When to choose reference-to-video
Use reference-to-video when your biggest risk is drift:
- face identity changes
- the product changes shape
- hands break during interaction
- wardrobe or props mutate
- the scene loses continuity across retries
If you only need to animate a still image, image-to-video is simpler. Use reference-to-video when continuity matters more than simplicity.
Give each reference a job
The cleanest reference workflows usually assign roles like this:
| Reference | Best role |
|---|---|
| Image 1 | main identity or hero object |
| Image 2 | supporting angle, outfit, or product detail |
| Image 3 | optional color, environment, or secondary continuity cue |
Do not upload three images that all fight each other on pose, lighting, and styling. More references only help when they are aligned.
What makes a strong reference set
Your references should agree on the things you want preserved:
- same person or same product
- compatible lighting logic
- compatible styling
- similar quality level
Your references should not disagree on:
- age or face shape
- product proportions
- costume color
- camera distance
Conflicting references make the model average them, which is where drift starts.

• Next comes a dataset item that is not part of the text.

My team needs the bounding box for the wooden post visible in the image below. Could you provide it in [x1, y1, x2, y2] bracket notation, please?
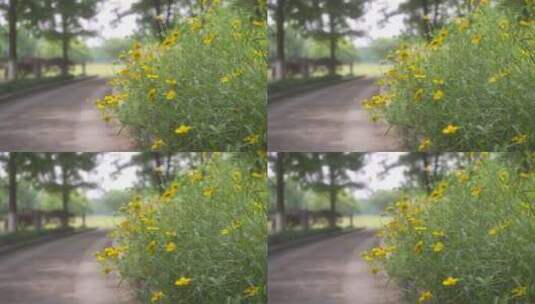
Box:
[33, 210, 42, 231]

The best prompt structure for reference mode
In reference mode, the order changes slightly:
- state the stability rule
- define the action
- define one camera move
- define style
- define constraints
Example:
@Image1 creator identity remains consistent, holds the skincare bottle near the face, subtle push-in, soft daylight beauty review setup, no face drift no finger artifacts no bottle shape changeThe key difference is that consistency comes before atmosphere.

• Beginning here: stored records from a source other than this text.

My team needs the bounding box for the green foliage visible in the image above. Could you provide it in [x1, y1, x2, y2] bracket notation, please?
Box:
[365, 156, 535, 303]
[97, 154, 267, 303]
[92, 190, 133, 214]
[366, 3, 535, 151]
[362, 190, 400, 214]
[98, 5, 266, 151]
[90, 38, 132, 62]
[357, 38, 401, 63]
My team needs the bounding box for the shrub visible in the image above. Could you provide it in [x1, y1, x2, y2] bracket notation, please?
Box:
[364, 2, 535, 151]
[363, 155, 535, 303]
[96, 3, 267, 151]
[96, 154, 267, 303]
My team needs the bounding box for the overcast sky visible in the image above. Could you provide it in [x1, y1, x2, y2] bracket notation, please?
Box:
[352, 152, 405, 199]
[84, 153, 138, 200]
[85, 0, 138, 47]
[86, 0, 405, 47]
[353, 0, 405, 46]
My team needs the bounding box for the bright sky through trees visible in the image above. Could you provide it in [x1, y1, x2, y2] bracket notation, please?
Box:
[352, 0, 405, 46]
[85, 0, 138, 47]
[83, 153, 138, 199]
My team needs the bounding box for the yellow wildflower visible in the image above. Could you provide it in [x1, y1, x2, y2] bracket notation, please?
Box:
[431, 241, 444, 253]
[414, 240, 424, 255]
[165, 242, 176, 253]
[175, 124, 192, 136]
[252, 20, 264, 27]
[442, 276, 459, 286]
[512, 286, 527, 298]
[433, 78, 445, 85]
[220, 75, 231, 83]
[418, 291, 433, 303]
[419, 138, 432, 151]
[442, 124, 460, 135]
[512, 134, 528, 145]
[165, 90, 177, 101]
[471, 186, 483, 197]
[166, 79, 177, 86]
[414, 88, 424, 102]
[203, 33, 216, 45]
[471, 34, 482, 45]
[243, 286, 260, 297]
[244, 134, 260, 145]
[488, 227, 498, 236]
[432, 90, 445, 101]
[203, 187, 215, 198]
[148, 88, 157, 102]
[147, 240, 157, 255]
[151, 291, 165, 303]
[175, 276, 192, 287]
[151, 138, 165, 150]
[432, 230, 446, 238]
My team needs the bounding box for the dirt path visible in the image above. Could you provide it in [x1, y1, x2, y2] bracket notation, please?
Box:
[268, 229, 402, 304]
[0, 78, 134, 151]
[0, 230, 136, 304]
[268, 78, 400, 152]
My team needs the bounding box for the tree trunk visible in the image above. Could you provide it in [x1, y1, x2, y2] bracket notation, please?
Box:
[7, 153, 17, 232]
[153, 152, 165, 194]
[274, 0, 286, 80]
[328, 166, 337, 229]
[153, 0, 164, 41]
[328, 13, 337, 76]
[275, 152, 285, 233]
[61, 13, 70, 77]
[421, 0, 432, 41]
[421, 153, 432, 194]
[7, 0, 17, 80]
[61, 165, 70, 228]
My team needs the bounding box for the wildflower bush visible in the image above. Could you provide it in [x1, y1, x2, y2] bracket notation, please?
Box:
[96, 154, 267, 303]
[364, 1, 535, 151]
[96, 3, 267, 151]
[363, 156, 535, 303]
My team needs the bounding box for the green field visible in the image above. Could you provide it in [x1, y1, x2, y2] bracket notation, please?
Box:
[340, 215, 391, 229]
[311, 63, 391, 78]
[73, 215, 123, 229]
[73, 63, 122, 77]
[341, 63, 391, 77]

When reference mode is the better answer
Reference-to-video is usually the better choice when:
- a creator must remain recognizable
- a product demo depends on accurate shape
- hands are touching the hero object
- multiple retries need to stay on-brand
- you are building a sequence from several short clips
This is especially relevant for:
- UGC ads
- beauty demos
- packaging shots
- fashion accessories
- creator explainers
Common reference mistakes
Using references to solve a prompt problem
If the scene is vague, references will not save it. You still need:
- one clear action
- one camera instruction
- one stable visual hierarchy
Using too many visual ideas in one shot
Reference mode is for protecting continuity, not for asking the model to do everything at once. Keep the shot narrow:
- one action
- one hero subject
- one focal intention
Forgetting to protect hands
If hands are on screen, say so in the negative prompt. Hand stability does not improve just because references exist.

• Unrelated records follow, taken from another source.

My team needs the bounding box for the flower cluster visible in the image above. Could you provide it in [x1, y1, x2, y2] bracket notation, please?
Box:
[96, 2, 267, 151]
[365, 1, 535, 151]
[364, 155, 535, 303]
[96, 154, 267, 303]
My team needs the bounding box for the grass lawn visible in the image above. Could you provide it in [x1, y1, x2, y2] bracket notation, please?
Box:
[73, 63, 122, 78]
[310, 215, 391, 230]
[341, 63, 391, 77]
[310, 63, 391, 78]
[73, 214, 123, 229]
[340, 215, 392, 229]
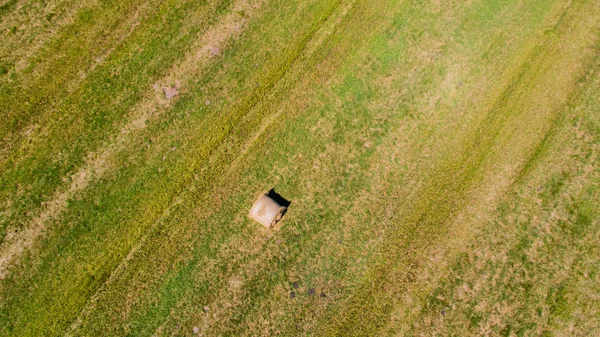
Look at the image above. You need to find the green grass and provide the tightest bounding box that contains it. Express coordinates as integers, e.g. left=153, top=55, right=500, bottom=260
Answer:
left=1, top=0, right=599, bottom=336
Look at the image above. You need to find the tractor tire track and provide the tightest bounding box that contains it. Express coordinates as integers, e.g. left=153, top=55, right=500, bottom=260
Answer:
left=313, top=1, right=600, bottom=334
left=62, top=1, right=357, bottom=335
left=0, top=0, right=265, bottom=283
left=62, top=0, right=270, bottom=334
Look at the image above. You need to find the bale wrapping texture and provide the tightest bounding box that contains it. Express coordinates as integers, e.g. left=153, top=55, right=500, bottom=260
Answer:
left=249, top=194, right=287, bottom=228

A simple reference workflow
For creators
- Image 1: clear face and upper-body anchor
- Image 2: product hold or outfit support
- Prompt: one speaking or holding action only
For products
- Image 1: clean hero packshot
- Image 2: alternate angle or material detail
- Prompt: one reveal or one hold, not a full mini-commercial
For characters
- Image 1: identity anchor
- Image 2: costume or silhouette support
- Image 3: optional environment palette if it does not conflict
Failure modes and fixes
| Problem | Likely cause | First fix |
|---|---|---|
| Face changes across frames | references conflict or action is too big | reduce pose change and use one clearer anchor |
| Product shape drifts | too much camera motion | simplify the move and name geometry preservation |
| Hands still break | the hand action is too expressive | use a simpler gesture and strengthen hand constraints |
| Output looks stiff | continuity rules are too dominant | keep the lock rule, then add one subtle motion layer |
When to switch back out of reference mode
If you notice that the output is stable but too stiff, that may mean the problem is no longer continuity. At that point:
- switch to image-to-video if the first frame matters most
- switch to text-to-video if you want broader creative exploration
Reference mode is strongest when protecting identity is the main objective.